World Building: The world building in The Red Knight and The Fell Sword is phenomenal. Imagine medieval Europe butted up against pre-colonial Canada. Alba, Galle, and Morea are reminiscent of England, France, and the Byzantine Empire. In "The Wild" we have Outwallers based on native North American civilizations. There are enough similarities with the historical locations that readers will be able to identify with cultural elements that lend a sense of familiarity to the reader. But the differences in history and characters (there are no actual historical personalities) give the world a unique feel. Cameron's magic system is also highly inventive, with magisters wielding power from within "memory palaces". Woe to anyone going into battle without their own magister. Magic in The Fell Knight is very powerful.

Writing/Mechanics: Cameron is an excellent writer. I've never read another fantasy (or historical fiction) author who can bring a world to life the way he can.
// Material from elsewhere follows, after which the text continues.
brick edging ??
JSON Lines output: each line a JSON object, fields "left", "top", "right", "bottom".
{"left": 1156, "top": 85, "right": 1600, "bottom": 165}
Cameron does not shy from using historical terminology, or archaic language in his novels. But the way he does it is so seamless I am never caught out by it. Cameron is excellent at using context to bring out the meaning of obscure terms, and by using those terms, the world of the book is enriched.

Engagement/Willing suspension of disbelief: The Fell Knight is a long book, but it is engrossing. The multiple plots are intertwined in a way that lets the reader know that the series is building towards a titanic climax. No, you are not getting that climax in this book. There is more to come. But this book did have a satisfactory ended, that gave the novel a "complete" feel. While speaking of engagement, you will not find better medieval combat scenes (physical and magical) than in a Cameron novel.

Impact: An excellent novel. I read it every moment I could spare. I anxiously await the next book in the series. Luckily, Cameron is a prolific writer, and I won't have long to wait for the next Traitor Son novel.